Su cambio de chip tuvo lugar en su llegada al Palmeiras, un proyecto de campeón de Copa Libertadores con Zé Roberto, Felipe Melo y Miguel Ángel Borja, entre otros, cuya propuesta era dominar el balón y jugar en campo contrario. Más allá de las libertades que le proveía el sistema, Mina las asumió con gran personalidad una vez  supo la posibilidad de fichar por el Barcelona (hace más de un año) y desde entonces se propone hacer todas esas cosas que sabe que se aprecian en el Camp Nou.

Raseando la pelota, conduciendo, jugando a la altura del mediocentro y cerrando en situaciones extremas, Yerry Mina dio rienda suelta a un proyecto de central que antes ni se sospechaba. En su cabeza no hay límites: se siente capaz de todo.
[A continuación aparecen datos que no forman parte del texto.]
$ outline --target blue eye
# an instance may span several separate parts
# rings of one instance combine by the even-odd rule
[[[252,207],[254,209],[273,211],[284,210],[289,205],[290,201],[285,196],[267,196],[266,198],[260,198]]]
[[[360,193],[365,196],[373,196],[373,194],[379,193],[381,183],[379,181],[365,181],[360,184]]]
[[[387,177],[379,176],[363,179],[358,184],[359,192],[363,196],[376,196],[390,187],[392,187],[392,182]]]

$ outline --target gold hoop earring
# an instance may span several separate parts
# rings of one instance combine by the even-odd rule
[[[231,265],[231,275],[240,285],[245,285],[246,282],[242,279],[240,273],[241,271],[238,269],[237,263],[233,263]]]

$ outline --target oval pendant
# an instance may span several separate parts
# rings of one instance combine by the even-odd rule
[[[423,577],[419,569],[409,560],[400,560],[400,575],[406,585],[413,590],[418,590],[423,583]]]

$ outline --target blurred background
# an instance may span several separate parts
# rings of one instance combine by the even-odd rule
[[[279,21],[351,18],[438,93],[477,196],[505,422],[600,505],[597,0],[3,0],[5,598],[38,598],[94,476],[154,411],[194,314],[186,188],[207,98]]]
No obstante, así como su cabeza desconoce límites en ocasiones también parece desconocer el orden. Su inclinación por la acción más vistosa y no la más correcta nos habla de un jugador biche, o bien un afán por atraer cuanto antes la mirada de Ernesto Valverde. Sea como fuere, el gran reto que tiene por delante es madurar sin perder su valor añadido como futbolista: su carisma.
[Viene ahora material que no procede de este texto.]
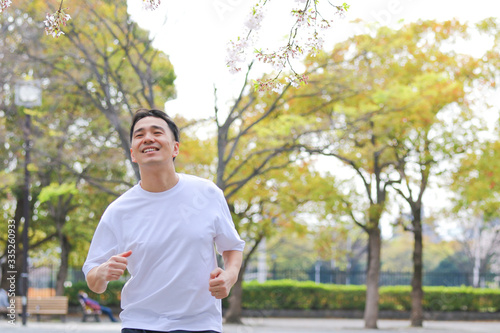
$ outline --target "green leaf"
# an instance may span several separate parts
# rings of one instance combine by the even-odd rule
[[[76,193],[78,193],[76,183],[51,183],[49,186],[42,189],[38,199],[40,200],[40,203],[44,203],[63,195]]]

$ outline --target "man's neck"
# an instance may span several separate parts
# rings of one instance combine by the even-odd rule
[[[141,170],[141,187],[148,192],[165,192],[179,182],[174,169],[165,172],[145,172]]]

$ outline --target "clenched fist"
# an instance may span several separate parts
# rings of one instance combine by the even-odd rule
[[[93,268],[87,275],[89,288],[100,294],[106,290],[109,281],[118,280],[127,269],[128,260],[132,251],[112,256],[105,263]]]
[[[115,281],[118,280],[125,270],[127,269],[128,260],[132,251],[123,252],[117,254],[116,256],[112,256],[108,259],[104,264],[99,266],[99,275],[103,277],[106,281]]]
Mina llega al Camp Nou siendo un central por construir y definir

Con 23 años, es apenas normal que su fútbol también requiera pulirse y más si se trata de sumar temporadas en el Barcelona. A su atrevimiento conduciendo, que es lo más interesante que hace con la pelota y a lo que le ha sumado también pisadas y quiebres de cintura, deberá sumar también seguridad y sentido en el pase. Sus entregas son todavía sucias y no se traducen en las ventajas que sus conducciones, de un año para acá, sí le procuran. Si Mina está destinado a aprender en este apartado tendrá mucho que ver la escuela que tendrá por delante. La relación de los centrales blaugranas con el balón es tan íntima que Samuel Umtiti, en lo que va de temporada, promedia los 80 pases por partido: más del doble de los que da un interior de posesión en la liga colombiana como David Macalister Silva.

Caso aparte es la cuestión defensiva, donde nuestro protagonista no sólo está llamado a evolucionar varios escalones, sino a desaprender detalles muy arraigados a su fútbol. El más llamativo es su postura en los duelos individuales, donde suele anclarse aguardando al choque (materia en que se sabe vencedor) e ignora la posibilidad del regate.

El priorizar el robo de buenas a primeras sobre la gestión del espacio, en una zaga que cubre muchos más metros de los que ha cubierto Mina en su carrera, no es un dato menor. Y para Mina esto suele convertirse en un doble problema: además de permitir el regate, carece de velocidad suficiente para corregirse a campo abierto. En este sentido, Yerry Mina no es ni será ningún Javier Mascherano, a quien llega a remplazar.

Así como el entorno Barça es un reto, también es una ventaja

Dicho esto, lo más urgente para afrontar el reto que tiene por delante es conocerse, hacer consciente sus defectos y pulir esas virtudes que puedan paliarlos. La naturaleza lo ha bendecido con una talla privilegiada, y no está lejos de dominar en el cuerpo a cuerpo si suma la orientación y precisión de la que hace gala cada partido su nuevo compañero Samuel Umtiti. De igual forma, sus característicos achiques pueden pasar de ser meros arrebatos individuales a soluciones colectivas: ser puntual en la colocación como Thomas Vermaelen y temporizar ataques rivales a la manera de Gerard Piqué.

Aprender de su entorno (las sabidurías del estilo culé y seguramente la paleta de centrales de mayor nivel en Europa) será fundamental para el gran reto de su carrera. Un entorno con el que siempre soñó. Al hablar de sí mismo, Yerry Mina dice preferir la salida en limpio, disfrutar tocando mucho el balón e interesarle la técnica defensiva. Es decir, ser un central del Barcelona. Hoy lo es. Ahora deberá parecerlo.